The Better Philadelphia Exhibition was a 1947 urban planning showcase held at the Gimbels Department store in Center City. The exhibition aimed to guide Philadelphia's postwar future socially, economically, and physically through ambitious plans for urban renewal and modern city planning.

== Background ==
While a planning commission was formed in the city in 1911, throughout the 1920s and 1930s the group failed to produce meaningful results. By the 1940s the city's funded debt was more than $500,000,000, with barely and borrowing capacity. The postwar society in the United States of America placed major infrastructure and overcrowding problems on cities. However, the victory of the Allied Powers in World War II gave cities the inspiration to improve. Opening on September 8, 1947, and running through October 15, the exhibition presented proposals connected to a $300 million capital improvement program aimed at reshaping the city's urban landscape.

== Organizers ==
The idea for this exhibition was first conceived by modernist architect Oskar Stonorov, who recruited the help of urban planner Edmund Bacon. Louis I. Khan, Robert Leonard, and Robert B. Mitchell also contributed to the display. Additionally, Stonorov secured adequate funding from prominent Philadelphians such as Mayor Bernard Samuel, Benjamin Rush Jr., Arthur Kauffman, Allan G. Mitchell, and George T. Eager raising more than $325,000 in private and public funds for the event.

== Stages ==
=== Stage One ===
Stage one showcased the growth of Philadelphia from William Penn's small founding town to a modern metropolis.
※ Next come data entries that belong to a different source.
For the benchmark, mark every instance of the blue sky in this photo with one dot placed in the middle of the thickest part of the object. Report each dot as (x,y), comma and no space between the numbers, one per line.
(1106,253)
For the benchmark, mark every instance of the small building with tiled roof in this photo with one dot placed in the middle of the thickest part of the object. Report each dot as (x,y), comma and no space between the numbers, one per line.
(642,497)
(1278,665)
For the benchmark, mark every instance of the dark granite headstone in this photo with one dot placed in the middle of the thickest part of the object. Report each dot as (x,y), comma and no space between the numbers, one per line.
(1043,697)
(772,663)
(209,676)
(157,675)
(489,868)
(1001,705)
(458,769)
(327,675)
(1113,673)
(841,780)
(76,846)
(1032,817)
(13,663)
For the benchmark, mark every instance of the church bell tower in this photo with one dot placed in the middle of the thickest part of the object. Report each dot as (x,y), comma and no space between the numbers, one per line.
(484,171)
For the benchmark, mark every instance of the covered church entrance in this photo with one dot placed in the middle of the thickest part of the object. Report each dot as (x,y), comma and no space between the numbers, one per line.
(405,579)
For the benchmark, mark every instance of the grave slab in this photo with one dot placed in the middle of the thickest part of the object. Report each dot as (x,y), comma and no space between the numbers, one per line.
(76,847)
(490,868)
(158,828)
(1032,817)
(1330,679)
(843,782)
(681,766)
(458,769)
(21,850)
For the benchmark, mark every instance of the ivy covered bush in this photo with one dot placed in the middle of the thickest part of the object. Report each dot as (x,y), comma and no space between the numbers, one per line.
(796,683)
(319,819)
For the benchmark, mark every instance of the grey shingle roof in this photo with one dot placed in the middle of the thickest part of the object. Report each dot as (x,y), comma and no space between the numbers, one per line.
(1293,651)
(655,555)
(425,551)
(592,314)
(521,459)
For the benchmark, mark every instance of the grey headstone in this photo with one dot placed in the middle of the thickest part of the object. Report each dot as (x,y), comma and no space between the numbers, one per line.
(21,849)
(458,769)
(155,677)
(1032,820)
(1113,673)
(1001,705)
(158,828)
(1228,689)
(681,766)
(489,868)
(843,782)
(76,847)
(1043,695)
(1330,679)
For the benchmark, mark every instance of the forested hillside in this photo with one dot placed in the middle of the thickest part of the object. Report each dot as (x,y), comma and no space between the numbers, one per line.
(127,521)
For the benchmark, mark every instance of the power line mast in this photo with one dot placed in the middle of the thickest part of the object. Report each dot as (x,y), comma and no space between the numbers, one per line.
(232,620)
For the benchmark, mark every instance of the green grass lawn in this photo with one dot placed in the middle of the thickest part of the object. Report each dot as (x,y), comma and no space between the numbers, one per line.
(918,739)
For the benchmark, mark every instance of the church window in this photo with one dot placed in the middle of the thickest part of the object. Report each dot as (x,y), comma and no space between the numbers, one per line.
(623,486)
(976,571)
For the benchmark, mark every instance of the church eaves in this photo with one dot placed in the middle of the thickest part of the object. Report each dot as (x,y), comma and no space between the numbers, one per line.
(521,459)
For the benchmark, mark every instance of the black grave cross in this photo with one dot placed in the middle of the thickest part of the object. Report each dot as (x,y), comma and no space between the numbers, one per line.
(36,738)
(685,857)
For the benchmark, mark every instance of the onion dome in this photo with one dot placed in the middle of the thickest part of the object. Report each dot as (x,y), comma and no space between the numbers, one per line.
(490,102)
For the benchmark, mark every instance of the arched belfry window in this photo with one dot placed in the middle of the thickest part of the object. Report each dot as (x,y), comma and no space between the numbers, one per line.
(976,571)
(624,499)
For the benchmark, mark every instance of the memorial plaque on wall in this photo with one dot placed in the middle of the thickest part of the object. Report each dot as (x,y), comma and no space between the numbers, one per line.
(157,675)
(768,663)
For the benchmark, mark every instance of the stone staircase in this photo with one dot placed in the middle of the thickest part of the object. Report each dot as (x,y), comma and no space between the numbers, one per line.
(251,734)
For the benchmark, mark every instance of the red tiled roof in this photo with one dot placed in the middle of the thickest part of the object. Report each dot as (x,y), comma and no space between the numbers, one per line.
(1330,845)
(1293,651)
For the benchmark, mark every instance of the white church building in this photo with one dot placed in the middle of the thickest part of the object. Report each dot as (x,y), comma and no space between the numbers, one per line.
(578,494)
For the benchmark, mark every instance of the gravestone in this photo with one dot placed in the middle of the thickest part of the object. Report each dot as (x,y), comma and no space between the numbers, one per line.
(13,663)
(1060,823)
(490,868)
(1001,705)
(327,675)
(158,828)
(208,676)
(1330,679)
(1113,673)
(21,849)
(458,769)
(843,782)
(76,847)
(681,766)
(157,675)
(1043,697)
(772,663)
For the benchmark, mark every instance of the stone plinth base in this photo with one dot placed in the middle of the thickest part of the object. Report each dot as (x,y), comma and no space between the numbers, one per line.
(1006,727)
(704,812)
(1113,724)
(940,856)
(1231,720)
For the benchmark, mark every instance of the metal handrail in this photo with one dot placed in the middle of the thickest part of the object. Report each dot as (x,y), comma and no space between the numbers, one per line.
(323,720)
This display feature a series of edge-lighted plexiglas planes that link each step of growth with the advent of a new mode of transportation.

=== Stage Two ===
Stage two showed the decay of Philadelphia neighborhoods with a display of a section of town deteriorating before viewers' eyes.

=== Stage Three ===
Stage Three showcased what would happen if decay in Philadelphia was not checked, displaying an illuminated view of Philadelphia burning out section by section.

=== Stage Four ===
Stage Four showcased how city planning can curb decay and promote redevelopment.

== Public reception ==
After the event, the Philadelphia City Planning Commission asked the 365,000 visitors how they felt about the displays. In response, nearly 65% of visitors claimed they would pay higher taxes in order to see the proposals of this exhibition come to fruition. By 1970, the only ideas that had not come to fruition was a crosstown expressway at South Street and a new ring highway system circling the city.